Smart devices let us carry the world in our pocket. Once you download the app, Pocket searches articles based on the topics you key in. These articles are not curated by a third party nor are they automated. You can even use the bookmark and save it in your account. This allows you to read it off any other device that has the app. This means that if you start reading the article on your laptop, you can simply hit the Pocket Bookmarklet, and continue reading it on your mobile. Once you have synced all your devices with Pocket app, all the articles are available to read offline. You can also use Pocket to download recipes and videos.
A perfect way to enjoy the benefits of the Kindle store without buying the device itself is the Kindle app. The no-fuss reading experience of a Kindle reader is also extended to its app which can be downloaded onto other devices. The seamless reading experience extends to all the devices. Create an account and start downloading/purchasing books. These books become a part of your personal library which can be accessed from any of your devices. The app is free for download on the iPhone, iPad, iPod Touch, Android, BlackBerry and Windows Phone 7. There are other versions for the PC or Mac, and a browser-based version that works on almost any other platform. You can customise your books and select and highlight text. You can even adjust the brightness of your screen, search for keywords, tap and hold the text for definition or translation of text. With the Kindle app, you can open up a world of over 30 lakh books and audio books.
British Council Library
Though not an app, this web-based library is worth a look. British Council Library recently tied up with various eBooks providers and has made one of the largest repositories of digitised books. For an annual subscription fee of R1,100, you get access to more than one lakh academic books from E-brary, including over 14,000 e-journals from Infotrac, international magazines that look and feel like their print version, and over three lakh works of poetry, plays and fiction. It has a great list of award-winning independent movies, short feature films and documentaries. The online membership allows you access to the physical British Council Library in your town, as well as the eBooks off your connected device. With unlimited checkouts, you can access any number of books or movies at any given time to read and watch at your convenience.

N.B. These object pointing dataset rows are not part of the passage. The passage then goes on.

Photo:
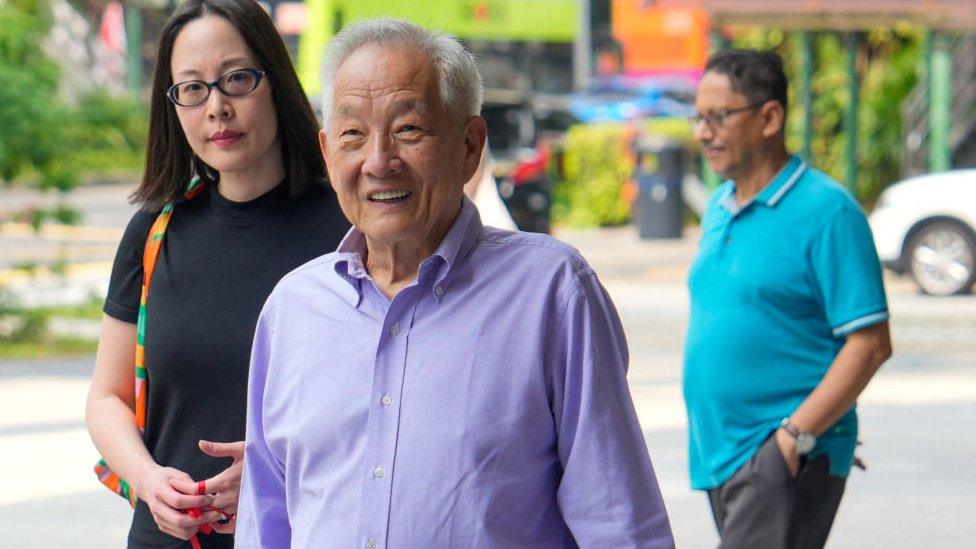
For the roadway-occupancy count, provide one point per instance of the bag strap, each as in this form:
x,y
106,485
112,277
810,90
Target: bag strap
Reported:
x,y
154,242
150,254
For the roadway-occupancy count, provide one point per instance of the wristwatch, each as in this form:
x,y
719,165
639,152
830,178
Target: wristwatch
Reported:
x,y
802,440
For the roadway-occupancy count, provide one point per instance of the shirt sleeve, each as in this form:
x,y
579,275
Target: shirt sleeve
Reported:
x,y
848,273
262,515
125,285
608,493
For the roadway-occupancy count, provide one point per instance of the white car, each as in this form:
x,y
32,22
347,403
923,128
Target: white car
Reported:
x,y
926,226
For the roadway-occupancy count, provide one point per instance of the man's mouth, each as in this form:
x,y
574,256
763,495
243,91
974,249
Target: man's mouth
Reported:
x,y
388,197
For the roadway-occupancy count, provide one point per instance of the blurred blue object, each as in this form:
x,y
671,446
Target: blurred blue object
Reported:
x,y
623,98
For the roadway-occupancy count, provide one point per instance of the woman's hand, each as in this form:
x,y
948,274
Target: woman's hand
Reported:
x,y
169,506
226,486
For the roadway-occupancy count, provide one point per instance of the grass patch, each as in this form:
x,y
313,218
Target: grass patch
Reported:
x,y
56,347
89,310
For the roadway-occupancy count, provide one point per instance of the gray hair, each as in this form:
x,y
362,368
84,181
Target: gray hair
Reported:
x,y
457,72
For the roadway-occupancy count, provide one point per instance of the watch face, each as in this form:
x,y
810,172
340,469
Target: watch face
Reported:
x,y
805,443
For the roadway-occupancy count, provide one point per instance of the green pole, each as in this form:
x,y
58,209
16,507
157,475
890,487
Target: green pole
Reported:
x,y
940,104
805,46
716,42
850,113
133,39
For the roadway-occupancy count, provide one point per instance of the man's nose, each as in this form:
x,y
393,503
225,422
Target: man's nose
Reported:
x,y
382,159
702,131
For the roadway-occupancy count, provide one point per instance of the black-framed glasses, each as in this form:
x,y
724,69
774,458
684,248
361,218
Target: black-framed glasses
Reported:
x,y
716,119
196,92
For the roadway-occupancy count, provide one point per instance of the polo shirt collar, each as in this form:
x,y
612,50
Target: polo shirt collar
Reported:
x,y
448,255
773,192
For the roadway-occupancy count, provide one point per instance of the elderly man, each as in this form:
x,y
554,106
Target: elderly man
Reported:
x,y
788,319
436,383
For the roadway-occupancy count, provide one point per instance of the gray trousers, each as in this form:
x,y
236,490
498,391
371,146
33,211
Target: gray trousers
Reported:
x,y
762,507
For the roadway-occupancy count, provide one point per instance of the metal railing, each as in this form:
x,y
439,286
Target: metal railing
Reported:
x,y
915,110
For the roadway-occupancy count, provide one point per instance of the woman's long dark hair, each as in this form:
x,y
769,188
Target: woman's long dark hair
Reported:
x,y
170,163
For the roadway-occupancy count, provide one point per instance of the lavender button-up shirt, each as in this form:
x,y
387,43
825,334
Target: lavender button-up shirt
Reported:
x,y
486,405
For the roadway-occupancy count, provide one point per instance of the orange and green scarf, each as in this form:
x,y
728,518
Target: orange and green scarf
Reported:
x,y
154,242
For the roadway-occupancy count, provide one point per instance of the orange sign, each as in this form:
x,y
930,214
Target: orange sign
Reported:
x,y
657,39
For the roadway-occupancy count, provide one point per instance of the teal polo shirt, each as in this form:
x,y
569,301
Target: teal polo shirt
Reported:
x,y
777,286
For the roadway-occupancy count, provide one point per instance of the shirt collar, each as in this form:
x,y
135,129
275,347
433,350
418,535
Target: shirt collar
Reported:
x,y
450,253
773,192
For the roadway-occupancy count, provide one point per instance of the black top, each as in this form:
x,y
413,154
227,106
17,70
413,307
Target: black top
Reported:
x,y
218,263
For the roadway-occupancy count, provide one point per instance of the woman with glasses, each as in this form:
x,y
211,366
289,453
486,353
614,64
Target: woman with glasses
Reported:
x,y
233,197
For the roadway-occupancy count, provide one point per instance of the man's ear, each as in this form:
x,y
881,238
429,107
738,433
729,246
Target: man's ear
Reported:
x,y
774,118
324,144
475,135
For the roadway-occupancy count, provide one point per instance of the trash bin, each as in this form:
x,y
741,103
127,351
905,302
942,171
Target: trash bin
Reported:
x,y
660,206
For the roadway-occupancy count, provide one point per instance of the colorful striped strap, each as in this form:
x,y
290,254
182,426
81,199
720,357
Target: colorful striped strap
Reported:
x,y
154,242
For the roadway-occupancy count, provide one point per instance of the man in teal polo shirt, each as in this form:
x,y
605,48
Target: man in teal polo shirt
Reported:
x,y
789,320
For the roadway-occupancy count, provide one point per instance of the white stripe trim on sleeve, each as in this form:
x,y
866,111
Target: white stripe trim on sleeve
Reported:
x,y
859,323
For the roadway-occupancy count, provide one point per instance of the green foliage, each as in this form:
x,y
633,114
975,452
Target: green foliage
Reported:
x,y
32,117
889,62
19,325
44,141
596,163
108,133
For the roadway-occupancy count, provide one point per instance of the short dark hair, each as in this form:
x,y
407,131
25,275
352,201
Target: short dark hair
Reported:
x,y
170,163
758,75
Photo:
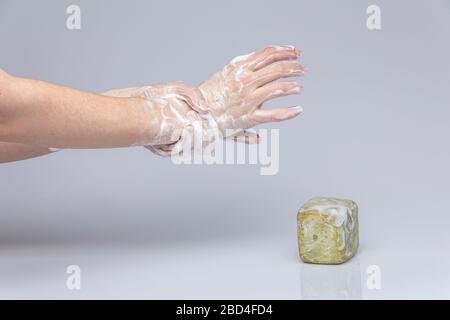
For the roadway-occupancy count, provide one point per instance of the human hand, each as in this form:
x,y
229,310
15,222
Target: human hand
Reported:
x,y
236,93
173,108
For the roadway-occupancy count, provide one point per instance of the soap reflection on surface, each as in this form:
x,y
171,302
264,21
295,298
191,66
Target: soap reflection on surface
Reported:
x,y
331,282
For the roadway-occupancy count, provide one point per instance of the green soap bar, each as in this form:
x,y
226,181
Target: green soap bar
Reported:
x,y
328,230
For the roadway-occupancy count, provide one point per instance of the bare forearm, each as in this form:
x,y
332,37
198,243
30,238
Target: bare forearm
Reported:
x,y
10,152
39,113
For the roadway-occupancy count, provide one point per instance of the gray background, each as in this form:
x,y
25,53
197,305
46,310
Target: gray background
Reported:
x,y
375,129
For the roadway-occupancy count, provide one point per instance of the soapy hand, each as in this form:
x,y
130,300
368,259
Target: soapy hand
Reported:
x,y
236,93
172,109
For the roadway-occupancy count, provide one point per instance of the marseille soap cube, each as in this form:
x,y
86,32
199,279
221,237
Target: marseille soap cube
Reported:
x,y
328,230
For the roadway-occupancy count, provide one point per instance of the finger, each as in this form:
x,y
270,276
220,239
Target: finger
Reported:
x,y
277,71
273,54
245,136
192,96
276,115
275,90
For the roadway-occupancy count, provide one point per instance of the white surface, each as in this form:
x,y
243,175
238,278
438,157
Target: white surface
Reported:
x,y
248,268
375,129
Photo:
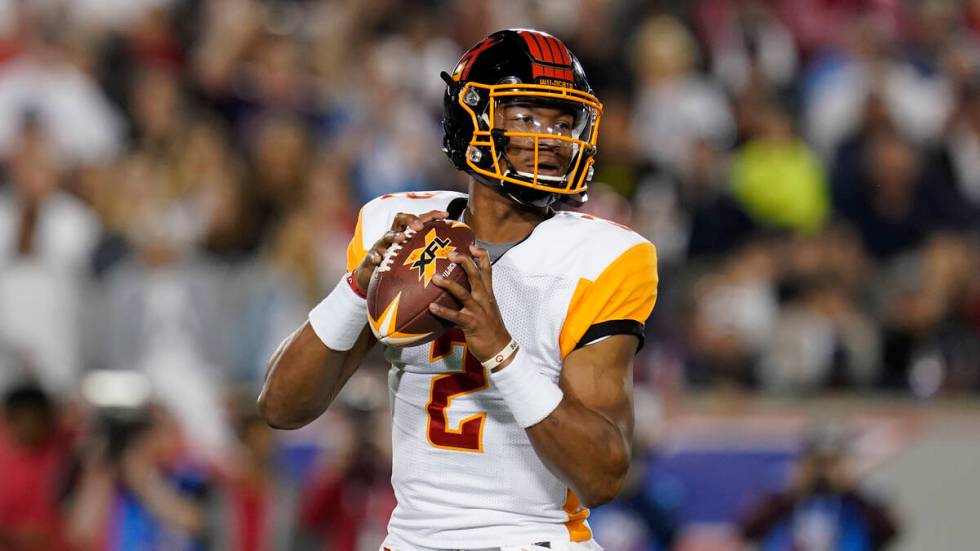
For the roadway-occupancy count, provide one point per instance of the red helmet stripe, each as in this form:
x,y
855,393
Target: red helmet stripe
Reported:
x,y
546,53
532,45
566,57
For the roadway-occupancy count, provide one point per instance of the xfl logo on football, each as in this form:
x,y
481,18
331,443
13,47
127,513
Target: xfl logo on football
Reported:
x,y
424,258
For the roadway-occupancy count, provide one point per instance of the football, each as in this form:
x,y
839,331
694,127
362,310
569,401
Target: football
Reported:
x,y
401,287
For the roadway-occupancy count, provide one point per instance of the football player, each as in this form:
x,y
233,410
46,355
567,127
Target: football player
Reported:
x,y
508,427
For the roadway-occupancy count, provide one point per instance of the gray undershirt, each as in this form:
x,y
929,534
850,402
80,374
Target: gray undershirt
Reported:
x,y
496,250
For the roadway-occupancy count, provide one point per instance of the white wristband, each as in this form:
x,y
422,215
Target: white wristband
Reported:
x,y
530,395
339,319
502,356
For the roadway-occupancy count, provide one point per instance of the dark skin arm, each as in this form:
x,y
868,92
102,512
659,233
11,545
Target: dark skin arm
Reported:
x,y
586,440
304,375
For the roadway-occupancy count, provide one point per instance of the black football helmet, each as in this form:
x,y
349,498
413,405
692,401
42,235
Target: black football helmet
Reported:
x,y
521,67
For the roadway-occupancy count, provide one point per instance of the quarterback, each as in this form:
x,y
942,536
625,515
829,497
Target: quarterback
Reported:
x,y
508,427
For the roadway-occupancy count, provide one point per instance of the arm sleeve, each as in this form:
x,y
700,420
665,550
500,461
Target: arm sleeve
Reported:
x,y
618,302
356,250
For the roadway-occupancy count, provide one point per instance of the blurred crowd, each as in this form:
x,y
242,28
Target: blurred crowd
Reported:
x,y
181,177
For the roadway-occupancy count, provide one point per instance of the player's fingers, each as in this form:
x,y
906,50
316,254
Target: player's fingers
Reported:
x,y
455,316
402,221
472,273
455,289
428,217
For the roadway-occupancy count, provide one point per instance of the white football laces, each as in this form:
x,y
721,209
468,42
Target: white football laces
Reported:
x,y
389,257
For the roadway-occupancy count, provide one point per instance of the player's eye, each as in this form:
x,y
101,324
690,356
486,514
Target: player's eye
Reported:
x,y
524,119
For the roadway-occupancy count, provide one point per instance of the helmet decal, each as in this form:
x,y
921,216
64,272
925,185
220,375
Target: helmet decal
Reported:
x,y
551,56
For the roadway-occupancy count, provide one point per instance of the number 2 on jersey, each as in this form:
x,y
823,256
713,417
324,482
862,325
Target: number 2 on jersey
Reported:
x,y
469,436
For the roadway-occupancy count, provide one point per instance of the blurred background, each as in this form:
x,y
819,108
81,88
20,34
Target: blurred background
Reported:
x,y
180,179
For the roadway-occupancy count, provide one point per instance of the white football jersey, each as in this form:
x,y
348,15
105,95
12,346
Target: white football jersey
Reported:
x,y
464,472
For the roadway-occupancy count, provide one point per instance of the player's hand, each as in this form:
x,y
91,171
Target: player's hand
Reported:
x,y
480,317
403,220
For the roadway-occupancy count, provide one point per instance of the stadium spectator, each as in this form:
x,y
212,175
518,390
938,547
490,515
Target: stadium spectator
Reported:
x,y
47,238
776,179
675,107
34,452
823,508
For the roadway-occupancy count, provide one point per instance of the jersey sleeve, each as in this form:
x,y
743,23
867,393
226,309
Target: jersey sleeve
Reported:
x,y
618,302
357,249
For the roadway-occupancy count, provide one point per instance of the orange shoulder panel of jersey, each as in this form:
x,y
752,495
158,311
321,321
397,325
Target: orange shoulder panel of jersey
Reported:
x,y
355,250
625,290
578,530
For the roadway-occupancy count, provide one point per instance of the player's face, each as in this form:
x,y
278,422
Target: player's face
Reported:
x,y
553,155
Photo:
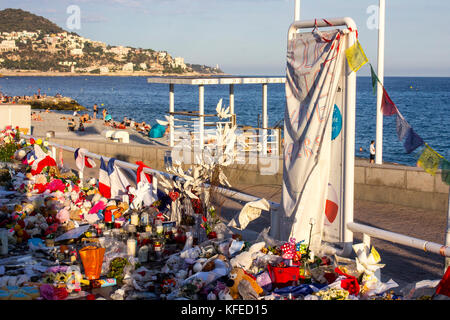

Aldiko converts your regular smartphone or tablet into a reader for free. More importantly, it lets you format the eBook in terms of font type, font size, font colour, background colour, spacing, brightness and margins. It supports major eBook file types, including ePub, PDF and Adobe’s DRM encrypted books. Aldiko works very well for those who do not want to store books on their devices. You can pull your eBooks from anywhere on your Android device or a cloud storage such as Dropbox. This allows you to keep all your books in one place and read them off any device that has an app installed on it.
The Kobo app works on Macs, PCs and smartphones / tablets running on iOS, Android and Blackberry. Just in case your device does not get covered in this list, you can use the web-based version. Even on the small screen of your smartphone, the initial view of the app consists of recently read titles, with icons to view the full library, access to its native social networking platform Reading Life where you can interact with other readers and a link to the Kobo store. You can customise the book display with fonts sizes and typefaces, select from themes like day, night and sepia. The app also lets you mark a section of the text, highlight it and add notes.